L’assassinio di Catherine non è la prima tragedia che si compie tra quelle mura: già i proprietari della fattoria, costretti dalle ipoteche e dalle banche a dar via la casa di famiglia, si erano uccisi col gas, lasciando tre figli maschi bellissimi e forse anche l’ombra della donna a vagare per la casa maledetta. È appena un tratto di pennello, leggero e perfettamente misurato: perché poi Elizabeth Brundage cambia di nuovo registro, centra l’obiettivo sulle vite, le infelicità e le insoddisfazioni della comunità composta dalle famiglie che si sono trasferite dalla metropoli nella cittadina, senza mai amalgarsi davvero con la ruvida popolazione autoctona.

Così, il romanzo acquista una tonalità da moderna Peyton Place, e lo spettro di Ella, la moglie infelice suicidatasi col gas non per sua scelta ma per compiacere il marito, veglia dall’aldilà su matrimoni altrettanto malriusciti, su amori che non hanno saputo mantenere le promesse, su donne e mogli frustrate e incomprese.

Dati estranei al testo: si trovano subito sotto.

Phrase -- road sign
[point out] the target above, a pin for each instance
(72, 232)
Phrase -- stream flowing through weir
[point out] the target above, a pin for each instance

La componente noir, spogliata ora di ogni connotato giallo, prende di nuovo il sopravvento verso la fine del libro: in modo magistrale, lasciando trasparire poco a poco, dietro la facciata piatta di una persona con appena qualche punta di eccentricità, una verità maniacale e assassina, in un crescendo di orrore e follia che regge il confronto con i raggelanti libri di Jim Thompson.
Il romanzo, tuttavia, non si configura come un attraversamento virtuosistico di generi letterari diversi. Elizabeth Brundage prende e dosa con misura ciò che le serve, inclusi i frequenti riferimenti dotti al filosofo mistico e padre dello spiritismo Emanuel Swedenborg e al grande pittore americano ottocentesco George Inness, che di Swedenborg era seguace. Poi amalgama il tutto con uno stile molto personale, che sfugge alle regole non codificate ma rigide della letteratura di genere, per comporre un quadro tragico che lei stessa, quasi di sfuggita, indica come «il disincanto del matrimonio».

Ma è chiaro che le ambizioni dell’autrice vanno molto oltre una dissertazione sulla miseria della vita coniugale nell’America del tardo Novecento. Il matrimonio è ricerca sia di felicità che di senso e il disincanto che lo avvolge rinvia a una disillusione più generale, comune a quasi tutti i moltissimi personaggi del libro: le cose non vanno mai come ce le si aspettava, e la vita si risolve spesso in una collezione di rimpianti. Il solo modo per sfuggire alla morsa della disillusione va cercato forse in quella dimensione di cui parlava Inness, ispirato da Swedenborg, quando spiegava il naturalismo solo di superficie della sua pittura, dicendo – e sono queste sue parole a avere ispirato il titolo del libro: «La bellezza dipende dal non-visto: il visibile sopra l’invisibile».